A summary of my undergraduate thesis on driving checkpoint cadence from backpressure signals.

Apache Flink's default checkpointing strategy is naïve: configure an interval (typically 60 seconds), and the JobManager triggers a checkpoint barrier on that schedule. This works fine when load is steady. It falls apart when traffic spikes.

The problem

Under bursty load, the operator graph builds backpressure. Checkpointing while backpressured makes things worse — barriers stall behind queued records, alignment time grows, the entire checkpoint takes minutes instead of seconds. Now you have two failures cascading: the original spike and a checkpoint that won't complete.

What I built

A backpressure-aware checkpointing controller. It samples backpressure metrics from each operator (idle time, busy time, backpressured time), aggregates a job-level signal, and adjusts the checkpoint interval up to 4× the configured baseline when the signal exceeds threshold.

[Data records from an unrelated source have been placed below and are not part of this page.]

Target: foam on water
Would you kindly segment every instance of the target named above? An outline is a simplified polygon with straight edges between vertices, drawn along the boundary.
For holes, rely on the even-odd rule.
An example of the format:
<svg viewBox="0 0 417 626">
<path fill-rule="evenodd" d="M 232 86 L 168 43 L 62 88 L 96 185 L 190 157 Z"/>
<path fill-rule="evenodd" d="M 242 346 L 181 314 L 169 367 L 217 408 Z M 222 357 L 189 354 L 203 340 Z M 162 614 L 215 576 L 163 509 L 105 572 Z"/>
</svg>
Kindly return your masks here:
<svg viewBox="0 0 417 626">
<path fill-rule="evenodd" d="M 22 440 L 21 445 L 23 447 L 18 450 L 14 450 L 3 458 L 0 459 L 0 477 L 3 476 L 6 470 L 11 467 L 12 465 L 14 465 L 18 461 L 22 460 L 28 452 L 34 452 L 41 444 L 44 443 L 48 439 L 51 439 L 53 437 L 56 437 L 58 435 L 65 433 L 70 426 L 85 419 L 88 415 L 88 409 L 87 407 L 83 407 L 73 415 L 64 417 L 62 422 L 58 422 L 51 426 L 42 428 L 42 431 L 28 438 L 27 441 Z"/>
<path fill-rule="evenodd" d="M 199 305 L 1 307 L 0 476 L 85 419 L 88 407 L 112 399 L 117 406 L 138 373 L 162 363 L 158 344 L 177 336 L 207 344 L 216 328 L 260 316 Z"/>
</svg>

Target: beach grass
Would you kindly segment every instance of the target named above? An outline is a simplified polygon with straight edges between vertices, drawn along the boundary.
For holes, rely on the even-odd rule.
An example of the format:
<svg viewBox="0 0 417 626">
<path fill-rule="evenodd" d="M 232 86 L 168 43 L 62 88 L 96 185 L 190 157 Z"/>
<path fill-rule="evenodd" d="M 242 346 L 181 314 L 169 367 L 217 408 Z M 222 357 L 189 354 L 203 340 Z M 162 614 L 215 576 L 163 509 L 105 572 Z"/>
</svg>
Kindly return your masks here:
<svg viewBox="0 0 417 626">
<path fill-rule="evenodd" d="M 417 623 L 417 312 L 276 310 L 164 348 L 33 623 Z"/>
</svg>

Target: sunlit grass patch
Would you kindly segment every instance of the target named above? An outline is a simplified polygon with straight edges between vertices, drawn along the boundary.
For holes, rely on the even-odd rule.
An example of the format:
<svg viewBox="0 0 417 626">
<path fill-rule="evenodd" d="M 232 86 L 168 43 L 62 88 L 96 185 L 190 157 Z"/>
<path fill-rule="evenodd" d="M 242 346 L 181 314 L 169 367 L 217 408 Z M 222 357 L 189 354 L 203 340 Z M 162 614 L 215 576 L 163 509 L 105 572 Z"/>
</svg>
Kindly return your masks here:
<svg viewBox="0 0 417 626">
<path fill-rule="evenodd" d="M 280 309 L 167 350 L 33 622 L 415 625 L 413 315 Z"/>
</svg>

When traffic returns to normal, the controller eases the cadence back over a sliding window, avoiding sawtooth oscillation.

Result

In synthetic burst experiments with 10× traffic spikes, the adaptive controller reduced mean checkpoint duration during spikes from ~145s to ~18s, with a small increase in recovery time on failure (because checkpoints are slightly older). For most pipelines that's the correct trade.

Why this matters

The general lesson: any system with a fixed-rate background job and bursty foreground work should consider making the background rate adaptive. Garbage collectors, log compaction, sync schedulers — all the same shape.